I wonder for instance how many who see this impressive, new (to this country) work by Palestinian writer and director Amir Nizar Zuabi would have also seen, say, Dai (Enough) by Israel’s Iris Bahr when it was staged in London last year.
Or how many of the largely Jewish audience who saw Dai will seek out a Palestinian writer’s perspective, especially in Israel, where both plays have been performed.
Of these “conflict” dramas, I’ve lost count of the ones about Israeli soldiers who fight in the West Bank and Gaza. There is a play about Arab and Israeli food, there are plays about living under Israeli occupation, about suicide bombers and about the security wall.
Of the plays that are critical of Israeli policy and attitudes towards Palestinians I have seen none more powerfully damning than Plonter (Tangle), an Israeli/Arab co-production devised by Tel Aviv’s Cameri theatre.
Yet few, if any, have delivered a moment of realisation achieved by Nizar’s play. It is a production that manages to bridge the gap between something that is known and something that is understood. And perhaps more strangely still, it achieves this not by what is included in the play, but by what is left out — namely Jews and Israelis.

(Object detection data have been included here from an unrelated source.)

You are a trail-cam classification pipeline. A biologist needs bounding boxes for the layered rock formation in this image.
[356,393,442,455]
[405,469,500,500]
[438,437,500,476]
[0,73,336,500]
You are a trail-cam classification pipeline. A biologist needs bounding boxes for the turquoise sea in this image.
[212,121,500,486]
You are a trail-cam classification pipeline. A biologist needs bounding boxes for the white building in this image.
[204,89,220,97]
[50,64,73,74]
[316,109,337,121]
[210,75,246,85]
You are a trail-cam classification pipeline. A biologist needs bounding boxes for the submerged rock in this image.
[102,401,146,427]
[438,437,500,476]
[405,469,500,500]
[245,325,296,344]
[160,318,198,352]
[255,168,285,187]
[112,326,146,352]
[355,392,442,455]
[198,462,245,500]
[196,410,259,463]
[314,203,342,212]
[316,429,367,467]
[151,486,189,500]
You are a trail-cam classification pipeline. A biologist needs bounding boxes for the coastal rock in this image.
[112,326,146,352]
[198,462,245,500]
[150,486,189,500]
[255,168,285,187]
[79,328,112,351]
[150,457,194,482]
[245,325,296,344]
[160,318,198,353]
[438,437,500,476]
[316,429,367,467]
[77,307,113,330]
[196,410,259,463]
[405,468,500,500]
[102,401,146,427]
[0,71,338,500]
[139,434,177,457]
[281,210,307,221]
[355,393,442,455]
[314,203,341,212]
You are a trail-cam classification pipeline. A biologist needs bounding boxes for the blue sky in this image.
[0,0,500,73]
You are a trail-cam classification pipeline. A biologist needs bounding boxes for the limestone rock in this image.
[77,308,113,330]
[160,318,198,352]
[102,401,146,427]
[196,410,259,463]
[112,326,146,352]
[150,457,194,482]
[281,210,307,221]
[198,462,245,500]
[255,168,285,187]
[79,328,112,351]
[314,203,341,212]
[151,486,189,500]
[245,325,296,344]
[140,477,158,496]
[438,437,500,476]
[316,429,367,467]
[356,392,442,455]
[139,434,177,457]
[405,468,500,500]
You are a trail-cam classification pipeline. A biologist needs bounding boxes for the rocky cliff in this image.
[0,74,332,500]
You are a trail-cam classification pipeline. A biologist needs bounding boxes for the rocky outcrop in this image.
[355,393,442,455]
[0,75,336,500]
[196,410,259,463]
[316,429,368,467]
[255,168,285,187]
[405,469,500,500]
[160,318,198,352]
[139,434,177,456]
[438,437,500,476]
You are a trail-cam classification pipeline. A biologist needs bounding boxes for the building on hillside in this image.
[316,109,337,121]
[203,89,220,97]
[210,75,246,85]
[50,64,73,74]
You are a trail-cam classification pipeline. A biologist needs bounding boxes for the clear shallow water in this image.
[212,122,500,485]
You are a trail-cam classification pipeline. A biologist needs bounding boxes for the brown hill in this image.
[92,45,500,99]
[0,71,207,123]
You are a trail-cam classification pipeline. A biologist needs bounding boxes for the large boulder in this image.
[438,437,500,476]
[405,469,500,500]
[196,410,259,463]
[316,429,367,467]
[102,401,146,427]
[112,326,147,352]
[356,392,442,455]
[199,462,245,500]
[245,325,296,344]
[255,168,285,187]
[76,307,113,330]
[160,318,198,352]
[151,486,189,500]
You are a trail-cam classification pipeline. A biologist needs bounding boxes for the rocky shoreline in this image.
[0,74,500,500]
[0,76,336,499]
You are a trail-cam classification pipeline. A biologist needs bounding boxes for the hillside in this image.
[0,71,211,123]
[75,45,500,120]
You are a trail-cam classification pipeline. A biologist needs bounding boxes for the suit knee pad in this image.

Performed in English and Arabic with surtitles (some of which are projected onto a suspended tin bath, the symbolism of which completely escapes me), I Am Yusuf is concerned only with a Palestinian perspective. There will be those ready to accuse Zuabi of imbalance — always a lazy criticism — but I am willing to bet that they will be won over by the sheer humanity of this piece.
Set mainly in 1948 as the United Nations vote declaring Israel’s existence draws near, this memory play, co-produced by the Young Vic and Palestinian theatre company ShiberHur, is seen largely through the eyes and experience of two young brothers, the simple-minded Yusuf and his older sibling Ali. On one level the play delivers a portrait of an Arab village that we are told used to exist in the Galilee before it was destroyed.
Jon Bausor’s design evokes the residents’ present and future by setting the action beneath a sand-coloured canvas hoisted into the shape of the landscape they will soon leave or the refugee tents they will soon inhabit.
Processions of women carry water jars on their heads; Ali, a bit of a bully in the way most older brothers are, playfully and painfully beats Yusuf until a passing British soldier imposes imperialist order on the kids. The British Mandate is near its end.
Against this background, the plot, which is remembered in flashback by an elderly Yusuf, centres on the courting Ali and Nada, whose father, it emerges, betrays the Palestinian resistance by selling his land. To whom it is obvious, though not specified. And this is the strength of Zuabi’s play. Where it points an accusing finger, it is not so much at the “enemy”, but at those who “solve the problem of Europe where it’s nothing to do with Europe” — i.e. the British.
The rights and wrongs of this argument do not much matter. More important is the realisation that the story of one people — the offstage, unmentioned Jews — is revealed as being almost completely irrelevant to another people, the onstage Arabs of Palestine. And the same could be said about many plays about the establishment of Israel as told from a Jewish perspective.
In one, by Ben Brown, which is soon to open at the Orange Tree theatre in London, Chaim Weizman is shown talking to Britain’s Lord Balfour about Jewish persecution and the necessity of Israel’s existence. Weizman concludes that the Arabs “will have to go elsewhere”. It might turn out to be the most controversial line in that play. But the pertinent point here is that just as Brown’s play reveals that the Palestinian experience was largely irrelevant to Jews, Zuabi’s play shows that the Jewish experience was just as irrelevant to Palestinians.
It may be that neither playwright set out to make this particular point. In I Am Yusuf it is almost incidental to a lyrical story about the bond between brothers (well played by Ali Sliman and particularly Amer Hlehel as the simple sibling) and which relates the bewilderment of a population on the move as a result of forces over which they have no control and about which they have little understanding.
But Zuabi’s production also has a light touch as it moves from comedy to a deeply mournful quality established by some of the most beautiful singing in the theatre, by Tarez Sliman, I have heard in a long time.
I am left wondering, even hoping, that if each side exposed itself to its enemy’s stories, the “enemy” may not appear quite so “alien” after all. And that maybe a season of plays about and around the conflict is just the place to do it.